最後になるが、NSCCシンガポールは、業界とその発展に貢献するためにHPC人材の育成にも力を入れている。これには、A*STARのIHPCその他の機関と提携しての技術力の構築や、高等教育機関と協力してインターンシップ及び学生研修を実施することが含まれる。「HPC人材は欠かせない人材であり、このようなツールの開発に必要です」とクエク氏は語る。「人材能力の育成と成長もNSCCシンガポールの重要点であり、多方面のアプローチが必要になります」
シンガポールはイノベーションへの継続的な投資と、R&Dエコシステムに役立つ政策の制定を通じて、R&Dと技術進歩の中核としての地位を確立した。設立からそれほど長い時間は経っていないものの、NSCCシンガポールは社会の発展を推進させるスーパーコンピューティングの重要性をすでに示しており、都市国家の中で多くの業界が実施しているデジタルトランスフォーメーションの象徴となっている。
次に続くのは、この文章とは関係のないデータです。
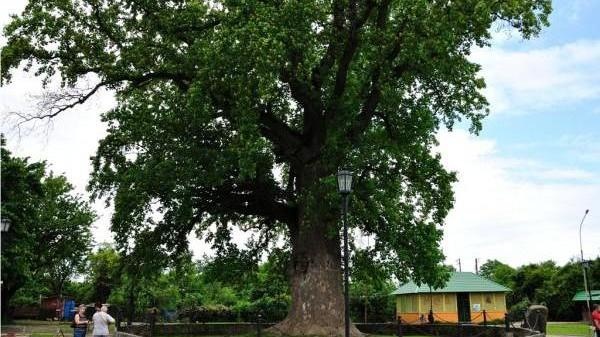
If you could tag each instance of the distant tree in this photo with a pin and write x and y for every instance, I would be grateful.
(216, 96)
(49, 236)
(498, 272)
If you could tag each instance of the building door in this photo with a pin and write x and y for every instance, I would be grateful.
(464, 307)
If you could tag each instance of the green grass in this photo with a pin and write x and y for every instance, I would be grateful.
(568, 329)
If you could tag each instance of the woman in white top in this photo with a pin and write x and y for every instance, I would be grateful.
(101, 321)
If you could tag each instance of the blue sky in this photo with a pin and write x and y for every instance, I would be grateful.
(524, 182)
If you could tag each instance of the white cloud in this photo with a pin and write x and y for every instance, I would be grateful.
(500, 215)
(524, 81)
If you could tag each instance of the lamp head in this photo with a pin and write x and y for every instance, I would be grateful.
(344, 181)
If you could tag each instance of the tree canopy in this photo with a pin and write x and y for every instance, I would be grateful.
(239, 113)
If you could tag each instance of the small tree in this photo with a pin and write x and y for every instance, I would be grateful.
(49, 236)
(216, 96)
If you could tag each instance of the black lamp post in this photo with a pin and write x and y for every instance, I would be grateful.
(345, 187)
(584, 266)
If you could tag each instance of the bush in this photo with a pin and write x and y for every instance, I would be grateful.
(208, 313)
(517, 311)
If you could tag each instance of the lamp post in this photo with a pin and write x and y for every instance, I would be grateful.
(583, 267)
(5, 223)
(345, 187)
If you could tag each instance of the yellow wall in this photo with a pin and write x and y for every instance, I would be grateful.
(414, 308)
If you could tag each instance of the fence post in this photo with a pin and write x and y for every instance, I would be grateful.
(399, 326)
(259, 317)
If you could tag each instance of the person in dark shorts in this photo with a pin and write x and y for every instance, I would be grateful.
(81, 322)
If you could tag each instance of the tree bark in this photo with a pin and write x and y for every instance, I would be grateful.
(316, 279)
(9, 288)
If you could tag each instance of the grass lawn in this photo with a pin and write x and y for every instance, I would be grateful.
(568, 329)
(38, 328)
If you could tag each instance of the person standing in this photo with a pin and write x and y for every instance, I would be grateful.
(101, 321)
(596, 319)
(81, 322)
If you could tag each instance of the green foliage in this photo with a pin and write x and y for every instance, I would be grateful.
(49, 235)
(498, 272)
(542, 283)
(568, 329)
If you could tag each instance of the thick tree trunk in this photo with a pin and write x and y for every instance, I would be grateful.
(316, 281)
(9, 288)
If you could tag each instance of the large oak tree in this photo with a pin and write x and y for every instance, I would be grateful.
(239, 113)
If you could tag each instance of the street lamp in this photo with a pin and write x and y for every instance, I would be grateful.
(5, 223)
(345, 187)
(584, 266)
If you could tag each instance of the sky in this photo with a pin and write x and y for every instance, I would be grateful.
(524, 182)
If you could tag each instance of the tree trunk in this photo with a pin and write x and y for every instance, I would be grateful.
(316, 280)
(9, 288)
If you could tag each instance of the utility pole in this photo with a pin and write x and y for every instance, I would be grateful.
(583, 267)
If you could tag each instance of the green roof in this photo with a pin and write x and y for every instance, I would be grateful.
(583, 296)
(459, 282)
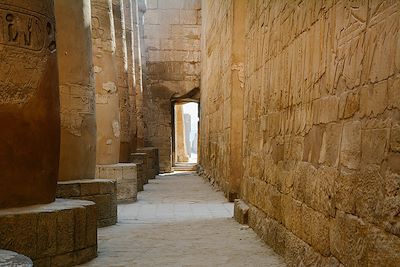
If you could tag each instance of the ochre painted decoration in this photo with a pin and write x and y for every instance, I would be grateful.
(29, 103)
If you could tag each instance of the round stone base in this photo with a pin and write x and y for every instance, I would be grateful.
(62, 233)
(101, 191)
(11, 258)
(125, 174)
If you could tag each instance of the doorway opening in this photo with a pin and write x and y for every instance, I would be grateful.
(186, 134)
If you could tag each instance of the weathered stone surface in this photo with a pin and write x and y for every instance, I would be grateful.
(320, 125)
(51, 234)
(77, 90)
(10, 258)
(106, 82)
(125, 177)
(171, 66)
(101, 191)
(241, 212)
(29, 103)
(152, 158)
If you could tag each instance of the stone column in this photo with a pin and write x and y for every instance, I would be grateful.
(77, 92)
(130, 42)
(109, 59)
(77, 106)
(54, 233)
(237, 96)
(29, 109)
(121, 56)
(138, 46)
(107, 99)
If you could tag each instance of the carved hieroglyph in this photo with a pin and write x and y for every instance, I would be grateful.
(29, 109)
(106, 80)
(25, 37)
(77, 92)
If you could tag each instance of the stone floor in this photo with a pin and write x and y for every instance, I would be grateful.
(179, 220)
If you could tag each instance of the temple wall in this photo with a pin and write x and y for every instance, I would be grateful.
(321, 120)
(171, 67)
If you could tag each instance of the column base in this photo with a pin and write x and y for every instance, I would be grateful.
(140, 159)
(153, 161)
(125, 174)
(62, 233)
(11, 258)
(101, 191)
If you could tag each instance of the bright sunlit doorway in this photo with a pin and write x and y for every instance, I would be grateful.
(186, 123)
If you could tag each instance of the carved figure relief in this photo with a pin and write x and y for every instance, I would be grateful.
(26, 36)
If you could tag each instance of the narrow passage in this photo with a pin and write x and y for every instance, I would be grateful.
(179, 220)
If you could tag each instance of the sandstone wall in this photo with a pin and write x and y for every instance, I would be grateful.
(171, 66)
(222, 101)
(321, 161)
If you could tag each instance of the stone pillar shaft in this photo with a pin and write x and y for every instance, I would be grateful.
(121, 56)
(29, 109)
(138, 45)
(107, 99)
(77, 92)
(130, 42)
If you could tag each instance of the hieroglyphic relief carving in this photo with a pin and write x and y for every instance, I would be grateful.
(81, 103)
(26, 35)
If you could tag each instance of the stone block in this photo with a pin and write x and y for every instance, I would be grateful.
(101, 191)
(10, 258)
(188, 17)
(47, 230)
(373, 99)
(65, 231)
(395, 138)
(394, 92)
(241, 210)
(125, 175)
(350, 151)
(52, 234)
(374, 145)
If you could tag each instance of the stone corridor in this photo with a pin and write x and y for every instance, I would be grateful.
(179, 220)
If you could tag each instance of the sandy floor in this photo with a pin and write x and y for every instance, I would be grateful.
(179, 220)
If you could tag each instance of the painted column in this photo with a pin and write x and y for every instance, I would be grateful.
(138, 14)
(130, 41)
(107, 99)
(122, 78)
(29, 109)
(77, 91)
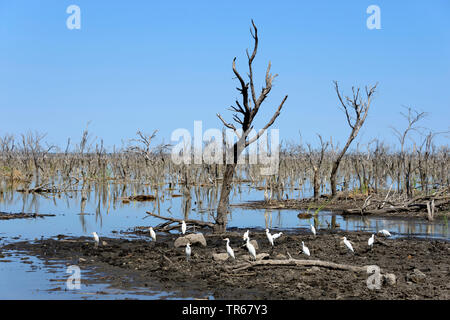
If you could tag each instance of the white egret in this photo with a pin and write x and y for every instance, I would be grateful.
(152, 233)
(188, 251)
(269, 236)
(229, 249)
(305, 249)
(96, 238)
(348, 244)
(371, 240)
(385, 233)
(277, 235)
(251, 249)
(313, 230)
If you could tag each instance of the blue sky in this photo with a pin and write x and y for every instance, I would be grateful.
(146, 65)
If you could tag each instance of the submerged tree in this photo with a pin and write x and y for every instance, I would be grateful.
(355, 120)
(245, 114)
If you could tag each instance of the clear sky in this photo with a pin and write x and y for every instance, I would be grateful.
(145, 65)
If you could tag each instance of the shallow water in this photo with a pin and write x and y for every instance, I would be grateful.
(101, 210)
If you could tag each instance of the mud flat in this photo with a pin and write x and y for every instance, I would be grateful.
(417, 268)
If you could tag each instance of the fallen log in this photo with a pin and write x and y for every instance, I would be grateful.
(188, 221)
(297, 262)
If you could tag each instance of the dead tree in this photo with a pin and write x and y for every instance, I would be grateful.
(247, 110)
(317, 164)
(413, 118)
(360, 109)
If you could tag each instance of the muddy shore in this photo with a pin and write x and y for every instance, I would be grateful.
(421, 267)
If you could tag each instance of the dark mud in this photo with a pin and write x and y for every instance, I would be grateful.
(421, 267)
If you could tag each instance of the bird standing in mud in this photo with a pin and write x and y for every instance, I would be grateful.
(313, 230)
(188, 251)
(251, 249)
(96, 238)
(348, 244)
(152, 233)
(277, 235)
(305, 249)
(371, 240)
(229, 249)
(269, 237)
(385, 233)
(183, 227)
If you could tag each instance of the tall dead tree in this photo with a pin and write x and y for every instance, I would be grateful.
(246, 111)
(316, 164)
(405, 166)
(356, 111)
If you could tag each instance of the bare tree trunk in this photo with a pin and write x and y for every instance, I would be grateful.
(222, 208)
(360, 109)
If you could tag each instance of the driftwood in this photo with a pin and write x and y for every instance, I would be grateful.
(172, 220)
(297, 262)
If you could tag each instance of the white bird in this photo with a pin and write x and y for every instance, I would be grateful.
(229, 249)
(313, 230)
(251, 249)
(385, 233)
(348, 244)
(188, 251)
(305, 249)
(152, 233)
(269, 236)
(371, 240)
(277, 235)
(96, 238)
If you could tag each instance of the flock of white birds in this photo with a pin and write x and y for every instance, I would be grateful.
(251, 248)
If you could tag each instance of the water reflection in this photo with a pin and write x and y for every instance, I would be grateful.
(104, 206)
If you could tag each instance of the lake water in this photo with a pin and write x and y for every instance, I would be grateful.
(102, 210)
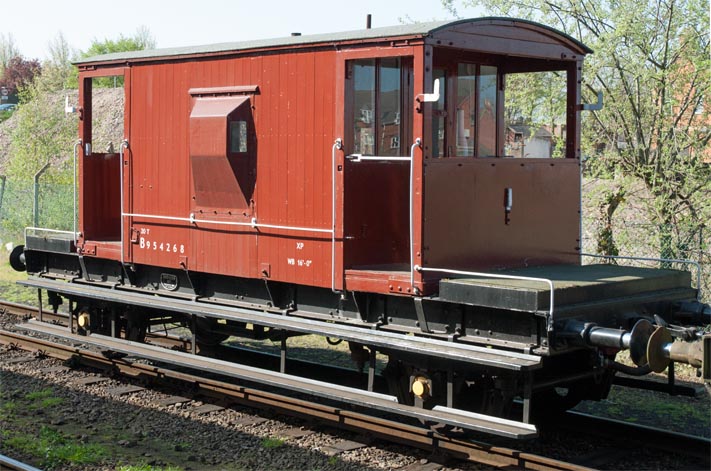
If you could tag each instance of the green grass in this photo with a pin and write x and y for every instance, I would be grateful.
(9, 289)
(147, 467)
(54, 449)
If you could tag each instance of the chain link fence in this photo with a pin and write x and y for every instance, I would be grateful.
(631, 238)
(17, 198)
(655, 241)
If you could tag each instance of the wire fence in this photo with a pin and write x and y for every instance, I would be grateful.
(638, 239)
(631, 238)
(17, 203)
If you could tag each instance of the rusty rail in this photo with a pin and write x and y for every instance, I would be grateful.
(496, 457)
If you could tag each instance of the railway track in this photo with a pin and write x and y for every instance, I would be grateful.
(392, 431)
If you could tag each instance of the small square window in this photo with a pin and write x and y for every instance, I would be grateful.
(238, 137)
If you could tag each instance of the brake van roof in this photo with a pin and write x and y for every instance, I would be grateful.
(415, 30)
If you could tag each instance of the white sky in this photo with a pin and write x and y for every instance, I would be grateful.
(196, 22)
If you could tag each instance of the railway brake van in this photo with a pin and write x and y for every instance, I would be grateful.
(370, 186)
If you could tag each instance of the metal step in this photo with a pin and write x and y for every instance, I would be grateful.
(370, 400)
(452, 351)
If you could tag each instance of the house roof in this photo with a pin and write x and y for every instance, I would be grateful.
(406, 30)
(540, 133)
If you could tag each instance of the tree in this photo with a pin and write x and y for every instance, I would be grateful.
(19, 73)
(57, 71)
(8, 50)
(142, 39)
(652, 62)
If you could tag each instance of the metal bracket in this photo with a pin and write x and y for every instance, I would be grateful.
(421, 319)
(85, 273)
(593, 106)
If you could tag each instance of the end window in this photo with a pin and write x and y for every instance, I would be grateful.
(379, 92)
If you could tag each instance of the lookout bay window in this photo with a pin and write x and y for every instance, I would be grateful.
(501, 107)
(379, 96)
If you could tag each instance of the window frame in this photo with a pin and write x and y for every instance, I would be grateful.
(406, 112)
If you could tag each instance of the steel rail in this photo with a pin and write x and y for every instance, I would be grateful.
(404, 434)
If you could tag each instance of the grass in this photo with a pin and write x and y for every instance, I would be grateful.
(9, 289)
(146, 467)
(54, 449)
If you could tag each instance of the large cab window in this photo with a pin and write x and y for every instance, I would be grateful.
(498, 107)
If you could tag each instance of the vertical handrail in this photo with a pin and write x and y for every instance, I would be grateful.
(418, 143)
(337, 145)
(3, 179)
(77, 145)
(122, 148)
(35, 202)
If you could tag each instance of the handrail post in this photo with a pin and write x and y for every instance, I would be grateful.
(35, 206)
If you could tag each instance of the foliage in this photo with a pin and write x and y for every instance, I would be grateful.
(18, 73)
(142, 39)
(44, 134)
(58, 73)
(147, 467)
(54, 448)
(8, 50)
(652, 62)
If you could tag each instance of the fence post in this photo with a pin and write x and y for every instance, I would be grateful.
(35, 207)
(3, 178)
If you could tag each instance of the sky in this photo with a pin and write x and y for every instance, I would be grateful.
(195, 22)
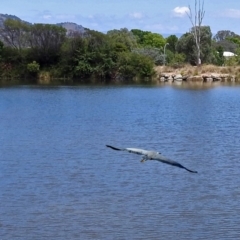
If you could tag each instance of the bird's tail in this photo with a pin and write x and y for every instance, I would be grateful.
(190, 170)
(118, 149)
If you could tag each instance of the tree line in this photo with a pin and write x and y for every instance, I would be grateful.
(29, 49)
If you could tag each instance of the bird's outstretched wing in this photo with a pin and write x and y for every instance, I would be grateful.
(173, 163)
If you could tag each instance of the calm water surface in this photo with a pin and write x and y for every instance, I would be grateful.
(59, 181)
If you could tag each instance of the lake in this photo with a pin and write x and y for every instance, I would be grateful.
(59, 181)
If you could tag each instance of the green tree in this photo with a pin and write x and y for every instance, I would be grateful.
(45, 42)
(172, 43)
(15, 33)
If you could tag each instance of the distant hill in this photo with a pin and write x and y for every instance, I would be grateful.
(70, 27)
(3, 17)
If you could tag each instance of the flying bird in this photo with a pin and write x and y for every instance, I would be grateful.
(151, 155)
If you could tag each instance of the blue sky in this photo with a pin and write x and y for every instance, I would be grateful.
(159, 16)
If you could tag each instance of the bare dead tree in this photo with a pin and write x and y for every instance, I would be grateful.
(196, 21)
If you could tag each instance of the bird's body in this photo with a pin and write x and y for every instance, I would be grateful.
(151, 155)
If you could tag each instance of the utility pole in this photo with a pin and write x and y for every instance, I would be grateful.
(164, 53)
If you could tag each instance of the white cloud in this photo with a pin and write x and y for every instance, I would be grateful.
(232, 13)
(180, 11)
(136, 15)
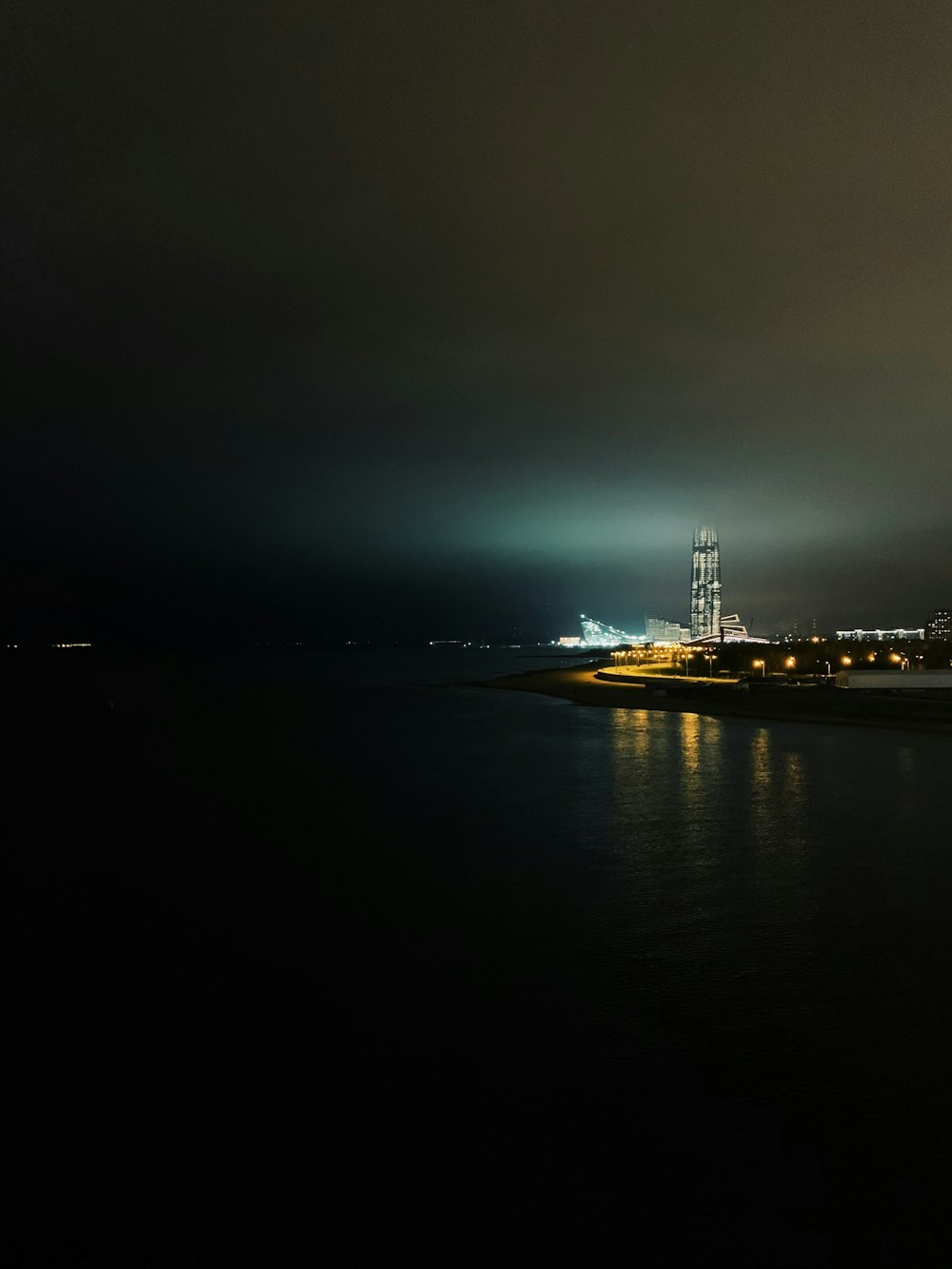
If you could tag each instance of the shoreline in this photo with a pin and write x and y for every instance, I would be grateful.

リム氏は「コンピューティングとデジタルツールは不可欠なものとなります。これらは気候や持続可能性から医療に至るまで、今日の多くの社会経済的問題を解決するために使用されるでしょう」と述べた。「NSCCシンガポールはさらに重要な存在となっていくと考えます」
明らかに、HPCは影響力重視の次世代アプリケーションを推進する上で重要な部分であり続け、NSCCシンガポールと提携者はイノベーションの旗手として存在感を見せている。すでに多くの業績が成し遂げられたが、シンガポールのスーパーコンピューティング・リソースと、それによって実現できる革新的なアプリケーションには、まだ多くの成果が期待されている。